In Bowditch v. Ayrault (138 N.Y. 222, 229) — a similar case — the gift was held vested, the court saying: "The cases cited by the learned counsel for the plaintiff do not show that there is an absolute and unvarying rule which prohibits the vesting where the language does not in terms make a gift directly to the legatee, and where the direction is to divide and pay at some future time." In Matter of Young (145 N.Y. 535) the gift was a direction on the decease of the wife that "The farm should be equally divided between" his three named children. The gift was held vested. In Steinway v. Steinway (163 N.Y. 183) the testator gave stock of a corporation to his trustees, in trust, until the first day of January, 1904, the income to be applied to certain legatees, and at such time "the principal to be paid over to them." It was held that the shares were vested, the court putting its decision on the ground of the payment of interest to each of the legatees at the rate of 5% took the case out of the rule as to gifts under a future direction to pay and divide or to pay over. Can any one believe that in the case at bar the testator intended that in case of the death of one of his sons before the prescribed age leaving issue, the share of their parent was to be divided with all the other children of the testator?

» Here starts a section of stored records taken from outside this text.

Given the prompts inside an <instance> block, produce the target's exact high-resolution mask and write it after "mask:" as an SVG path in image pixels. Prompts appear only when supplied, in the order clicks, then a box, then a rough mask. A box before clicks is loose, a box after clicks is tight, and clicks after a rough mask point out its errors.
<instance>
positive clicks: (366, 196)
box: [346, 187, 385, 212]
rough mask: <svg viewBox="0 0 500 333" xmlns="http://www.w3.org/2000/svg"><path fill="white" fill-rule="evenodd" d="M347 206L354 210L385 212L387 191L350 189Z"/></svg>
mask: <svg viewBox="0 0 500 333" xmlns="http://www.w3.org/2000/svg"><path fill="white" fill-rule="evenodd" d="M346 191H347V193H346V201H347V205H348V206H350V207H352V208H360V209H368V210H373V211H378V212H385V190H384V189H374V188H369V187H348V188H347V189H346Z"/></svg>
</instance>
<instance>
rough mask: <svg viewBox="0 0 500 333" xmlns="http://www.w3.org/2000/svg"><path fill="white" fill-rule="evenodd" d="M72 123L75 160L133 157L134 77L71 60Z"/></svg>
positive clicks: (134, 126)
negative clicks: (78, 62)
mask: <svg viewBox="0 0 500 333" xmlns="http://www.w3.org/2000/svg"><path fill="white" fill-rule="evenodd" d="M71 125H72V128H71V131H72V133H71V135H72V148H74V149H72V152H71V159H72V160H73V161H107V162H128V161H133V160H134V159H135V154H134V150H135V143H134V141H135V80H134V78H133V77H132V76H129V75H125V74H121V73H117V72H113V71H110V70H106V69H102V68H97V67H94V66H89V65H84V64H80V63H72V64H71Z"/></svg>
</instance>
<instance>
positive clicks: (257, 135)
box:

As a result of this review of the cases, I think the rule should be considered as established that a gift by means *597 of a direction to divide or pay over at a future time will not be deemed contingent so as to fail on death before that time, unless provision is made for a substituted gift in favor of the issue of the first devisee or legatee.

The rule as to a direction to pay over at a future time does not obtain where there is a gift to the legatee of income accruing prior to that time. (1 Jarman on Wills, p. 802.) This is conceded in all the cases in this court. The majority of the court below held the principle inapplicable because it was thought that there was no severance of the share before the time of distribution. Whatever force there might be in this objection, if the question were an original one, it is settled otherwise by authority. The case of Vanderpoel v. Loew (supra) involved the same question. A comparison of the provisions of the will in this case with those of the will in the case cited, and especially a perusal of the opinion of Judge FINCH (at pp. 177 and 178), will show that the struggle to work out a severance of shares was much more difficult in that case than in this. Besides, if there was no severance of the share in the present case, the whole trust was void as suspending the power of alienation for more than two lives.

I may add that I concur generally in the view expressed in the dissenting opinion of Presiding Justice INGRAHAM below.

GRAY and WILLARD BARTLETT, JJ., concur.